If the context has significantly more tokens than the model was trained with, the predictions will be shit. You can indeed try to summarize the most important points and insert them to the beginning of context.
>>
>>41070370
>made with so-vits 5.0
rvc v3 better catch up soon this is amazing
>>
>>41080190
mega.nz/folder/gVYUEZrI#6dQHH3P2cFYWm3UkQveHxQ
SFX and Music folder.
>>
vul - I'm trying to address this post from Synthbot that I previously forgot to sort out >>41015670.
He's asked to re-export some of the sorted audios from S1 and S2. For some reason I'm now getting errors whenever I try to open saved projects in the PonySorter, both the most recent version and previous versions before EQG became a factor. The common error reported is that it can't find episodes in the labels index, though I'm sure that the supplied index JSON file contains the required data. It's been a while since I last opened the PonySorter so perhaps there's something I've just forgotten that I need to do.

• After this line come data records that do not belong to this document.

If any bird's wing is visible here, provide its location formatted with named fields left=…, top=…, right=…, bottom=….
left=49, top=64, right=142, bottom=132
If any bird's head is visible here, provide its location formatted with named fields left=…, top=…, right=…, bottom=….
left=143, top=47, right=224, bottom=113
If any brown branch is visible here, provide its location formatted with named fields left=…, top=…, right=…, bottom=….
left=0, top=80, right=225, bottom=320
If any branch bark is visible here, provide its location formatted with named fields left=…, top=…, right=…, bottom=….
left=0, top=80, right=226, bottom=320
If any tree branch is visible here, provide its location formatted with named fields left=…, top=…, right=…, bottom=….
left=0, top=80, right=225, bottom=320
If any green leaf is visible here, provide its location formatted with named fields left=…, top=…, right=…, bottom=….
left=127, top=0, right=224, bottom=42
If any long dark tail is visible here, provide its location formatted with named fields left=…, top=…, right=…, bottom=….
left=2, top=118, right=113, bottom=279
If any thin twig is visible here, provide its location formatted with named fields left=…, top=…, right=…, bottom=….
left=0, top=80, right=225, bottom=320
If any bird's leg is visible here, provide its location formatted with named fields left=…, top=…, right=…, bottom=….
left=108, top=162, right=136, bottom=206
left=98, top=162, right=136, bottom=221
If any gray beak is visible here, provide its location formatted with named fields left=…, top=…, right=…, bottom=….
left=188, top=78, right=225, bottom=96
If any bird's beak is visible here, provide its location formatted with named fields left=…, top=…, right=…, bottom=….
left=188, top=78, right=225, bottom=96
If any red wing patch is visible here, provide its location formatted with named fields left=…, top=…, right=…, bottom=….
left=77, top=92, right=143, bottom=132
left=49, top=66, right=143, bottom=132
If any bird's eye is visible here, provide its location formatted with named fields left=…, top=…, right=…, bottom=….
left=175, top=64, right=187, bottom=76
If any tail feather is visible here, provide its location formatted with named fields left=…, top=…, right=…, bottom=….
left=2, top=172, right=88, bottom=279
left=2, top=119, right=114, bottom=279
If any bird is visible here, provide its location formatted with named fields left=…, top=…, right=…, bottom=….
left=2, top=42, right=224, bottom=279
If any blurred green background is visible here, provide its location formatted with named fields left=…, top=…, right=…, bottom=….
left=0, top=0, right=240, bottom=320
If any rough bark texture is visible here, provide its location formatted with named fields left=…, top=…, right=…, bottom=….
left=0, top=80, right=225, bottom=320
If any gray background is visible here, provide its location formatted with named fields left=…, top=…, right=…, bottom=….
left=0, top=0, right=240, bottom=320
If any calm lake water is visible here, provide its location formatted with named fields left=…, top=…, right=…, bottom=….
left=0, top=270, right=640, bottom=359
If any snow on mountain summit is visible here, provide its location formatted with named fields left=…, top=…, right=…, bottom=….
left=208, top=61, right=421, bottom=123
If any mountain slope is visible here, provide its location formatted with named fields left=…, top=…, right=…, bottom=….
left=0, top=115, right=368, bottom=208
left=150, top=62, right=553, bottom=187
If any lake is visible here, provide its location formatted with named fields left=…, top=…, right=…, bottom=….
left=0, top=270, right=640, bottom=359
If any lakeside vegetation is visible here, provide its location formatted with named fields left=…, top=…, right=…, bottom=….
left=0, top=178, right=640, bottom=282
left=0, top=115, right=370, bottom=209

Here are the save files I created for S1 and S2 - can you see if you can get them to open on your end, and then perhaps find what's going wrong?
https://files.catbox.moe/ssc719.json
https://files.catbox.moe/kq9tt7.json
https://files.catbox.moe/f3b9uw.json
>>
>>41081700
honestly, it could've been made with RVC too. I don't quite remember. I was trying a lot of different settings on haysay and I don't know which result I ended up saving.
>>
>>41081961
Does your config index_file point to episodes_labels_index.json?
>>
>>41082020
Yeah it does, which is minaly why I have no idea what's going wrong with it.
>>
>>41081052
kek
>>
>>41082020
Can you post the specific error outputs?
>>
>>41082214
After trying to load the first savefile >>41081961
>>
>>41082251
Can I see the labels index file as well
>>
>>41082251
>>41082481
I can't reproduce this problem on my end but this labels index is what I used
https://files.catbox.moe/kbr1bh.json

Also reading the post chain further--is this about the dialogue from those episodes, or SFX and Music?
>>
>>41081752
Thank you!
>>
LLAniMAtion: LLAMA Driven Gesture Animation
https://arxiv.org/abs/2405.08042
>Co-speech gesturing is an important modality in conversation, providing context and social cues. In character animation, appropriate and synchronised gestures add realism, and can make interactive agents more engaging. Historically, methods for automatically generating gestures were predominantly audio-driven, exploiting the prosodic and speech-related content that is encoded in the audio signal. In this paper we instead experiment with using LLM features for gesture generation that are extracted from text using LLAMA2. We compare against audio features, and explore combining the two modalities in both objective tests and a user study. Surprisingly, our results show that LLAMA2 features on their own perform significantly better than audio features and that including both modalities yields no significant difference to using LLAMA2 features in isolation. We demonstrate that the LLAMA2 based model can generate both beat and semantic gestures without any audio input, suggesting LLMs can provide rich encodings that are well suited for gesture generation.
again another thing you'd need to new model with a pony dataset but could be interesting for anyone wanting to animate using generated voice. maybe worth emailing the writers to see if they'd post their code/weights
>>
File: 1715668337046185.png (484 KB, 1500x793)
484 KB
484 KB PNG
hypothetically speaking, is it possible to train a model while using it?
Like lets say your have a past conversation you had with it, and its getting too long for the context window
now my gut instinct says 'duh no fuckin way can you train a model while also using it or holding a conversation with it' but i figured i might as well ask
If it is impossible to train and use at the same time then why is that?
>>
>>41083350
duh no fuckin way can you train a model while also using it or holding a conversation with it
>>
>>41083350
>Is it possible to train a model while using it?
No.
Your sessions are saved inside text files so you could train a model on it afterward if you want. But training requires a lot and lot of data.
>It's getting too long for the context window
It's not the best, but you can use solutions like summarization or lorebooks if there are important events you want to keep in memory. You can also configure some part to always be in context no matter what.
>>
>>41082481
https://files.catbox.moe/kbr1bh.json

>>41082809
Still getting the same error with that index file. It's the exact same filesize as my current one so pretty sure they're the same. No idea why it's not working.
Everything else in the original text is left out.